Volcere proposes that the age limit be 21 and that it would be illegal to drive under the influence of cannabis.
Volcere told SNA that his own research in Seychelles, a group of 115 islands in the western Indian Ocean, showed that most people who used cannabis before and who are now on heroin did so when there the substance was not available on the market.
“It is clear that a large number of youths are hooked on heroin and if nothing is done apart from lip service it is going to get much worse," he said.
Cannabis is derived from the plant cannabis sativa which grows wild in many tropical areas of the world. It is used in two main forms: marijuana, made from the leaves and flowers of the plant; and hashish, made from a resin found in the plant. The main active ingredient in cannabis is called delta-9 tetrahydro-cannabinol, commonly known as THC. This is the part of the plant that gives the "high."

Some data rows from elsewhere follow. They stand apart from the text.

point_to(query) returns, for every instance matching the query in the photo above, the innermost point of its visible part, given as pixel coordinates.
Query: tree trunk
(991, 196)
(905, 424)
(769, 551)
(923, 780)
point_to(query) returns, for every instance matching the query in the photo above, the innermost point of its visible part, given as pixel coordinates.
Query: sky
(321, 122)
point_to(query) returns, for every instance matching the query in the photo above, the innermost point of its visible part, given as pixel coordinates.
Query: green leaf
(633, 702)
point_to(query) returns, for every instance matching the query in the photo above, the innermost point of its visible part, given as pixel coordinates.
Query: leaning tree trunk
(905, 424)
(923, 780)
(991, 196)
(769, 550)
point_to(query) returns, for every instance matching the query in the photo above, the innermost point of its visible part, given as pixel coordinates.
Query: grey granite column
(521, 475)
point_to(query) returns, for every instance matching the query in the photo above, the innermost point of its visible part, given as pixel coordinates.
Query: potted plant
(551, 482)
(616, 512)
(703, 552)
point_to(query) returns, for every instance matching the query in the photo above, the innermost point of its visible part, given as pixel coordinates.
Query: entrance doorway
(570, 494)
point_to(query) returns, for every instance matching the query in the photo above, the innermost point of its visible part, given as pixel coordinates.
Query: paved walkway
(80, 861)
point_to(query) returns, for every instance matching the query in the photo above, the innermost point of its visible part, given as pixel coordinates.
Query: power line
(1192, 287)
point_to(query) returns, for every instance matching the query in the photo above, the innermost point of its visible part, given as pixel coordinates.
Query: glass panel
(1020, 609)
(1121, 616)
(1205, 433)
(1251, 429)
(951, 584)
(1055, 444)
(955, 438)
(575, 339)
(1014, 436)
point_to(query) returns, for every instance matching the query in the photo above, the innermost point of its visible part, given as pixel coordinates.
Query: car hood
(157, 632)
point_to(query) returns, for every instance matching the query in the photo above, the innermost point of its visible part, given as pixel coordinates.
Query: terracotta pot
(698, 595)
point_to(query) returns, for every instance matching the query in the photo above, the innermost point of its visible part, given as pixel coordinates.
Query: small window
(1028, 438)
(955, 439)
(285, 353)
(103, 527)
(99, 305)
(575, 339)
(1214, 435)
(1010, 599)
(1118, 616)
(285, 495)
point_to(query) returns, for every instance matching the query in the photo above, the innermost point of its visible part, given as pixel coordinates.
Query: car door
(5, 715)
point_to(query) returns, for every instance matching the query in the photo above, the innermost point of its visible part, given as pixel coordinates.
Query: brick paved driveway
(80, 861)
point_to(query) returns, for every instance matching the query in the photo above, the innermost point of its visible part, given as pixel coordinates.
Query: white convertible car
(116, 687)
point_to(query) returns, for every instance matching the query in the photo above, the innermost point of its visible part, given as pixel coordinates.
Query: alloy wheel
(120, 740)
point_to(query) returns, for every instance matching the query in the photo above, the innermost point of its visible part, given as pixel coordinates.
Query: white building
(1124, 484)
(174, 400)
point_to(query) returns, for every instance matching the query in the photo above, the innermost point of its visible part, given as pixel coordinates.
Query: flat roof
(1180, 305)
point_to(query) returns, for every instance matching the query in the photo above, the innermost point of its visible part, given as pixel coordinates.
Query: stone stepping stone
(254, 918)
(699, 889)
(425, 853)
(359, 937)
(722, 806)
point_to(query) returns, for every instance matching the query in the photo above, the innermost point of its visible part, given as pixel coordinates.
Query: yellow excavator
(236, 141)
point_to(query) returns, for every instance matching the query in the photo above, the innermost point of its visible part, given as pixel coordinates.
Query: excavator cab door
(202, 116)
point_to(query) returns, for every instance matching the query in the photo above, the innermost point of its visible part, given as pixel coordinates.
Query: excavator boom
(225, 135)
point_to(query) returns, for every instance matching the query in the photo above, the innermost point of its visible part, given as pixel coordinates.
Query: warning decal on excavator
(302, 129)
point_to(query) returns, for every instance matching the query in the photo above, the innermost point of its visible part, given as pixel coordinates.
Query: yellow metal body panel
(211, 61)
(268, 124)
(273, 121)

|Marijuana is made from the leaves of the Cannabis plant. (Mijan Rijavec, Flikr) Photo License: CC BY-SA 2.0|
In Seychelles, cannabis has been used for a long, undocumented period. Prior to the entry of heroin in the country, the substance was accessible to the public through the black market.
Noella Gonthier, the director of CARE (Campaign for Awareness, Resilience and Education) an organisation leading the fight against substance abuse since 1996, expressed her concern about the petition.
“I believe the petition is for the legalisation of cannabis, which CARE is totally against. CARE is concerned about the misguided information around the subject matter, in particular to children and adolescents,” said Gonthier
She added that CARE is fully cognizant of the medicinal potentials of cannabis but this has to be done under proper control and in the right hands.
Gonthier told SNA that the debate on cannabis has been brought into the living rooms of all families through the media which has led to an increase in the belief that using it is normal.
The director of CARE said that the decision should be based on the research of a reputable medical and scientific community and not of the vested interest of cannabis proponents.
A concerned citizen, Juna Kilindo, said that she is not in favour of legalizing cannabis because of its negative impact on the society.
“We already have a major issue, which is heroin. We need to deal with that first, and then we can talk about legalizing cannabis or not,” said Kilindo.
Meanwhile, a cannabis user, Ian Moses, said that he is all for legalizing cannabis as it can be a solution to control the propagation and usage of heroin.
“Most of the times, youth who has started to use cannabis use heroin because they are deprived of cannabis on the market. This is a strategy used by drug dealers, which leaves no option when there is no cannabis for those young minds to buy heroin to cope with their cannabis addiction,” Moses said.
Moses who had also signed the petition added: “Since I am using cannabis, my health has not been affected nor has it pushed me into using heroin. Cannabis is a plant of nature.”
Pascal Chang Leng, who is a naturopath, told SNA that he is in favour of legalizing cannabis for medical purpose.
“There are many reasons why cannabis should be decriminalized. It is a relatively safe and harmless plant, safer than many other unhealthy and harmful substances that are already legally accessible on the market.”
The naturopath said there is high level, gold-standard scientific evidence to support the use of cannabis for anorexia, nausea and pain.
In contrast, the public health commissioner, Jude Gedeon, told SNA that the department of health position on the issue remains. No legalizing cannabis, unless it’s being used in a controlled manner for medical purpose.
Gedeon said that health wise, cannabis as a smoking product has a negative effect on the mental health of human being.
After the signing of the petition is closed, an original copy will be handed over to President Danny Faure for evaluation and a copy will be given to the Speaker of the National Assembly, Patrick Pillay.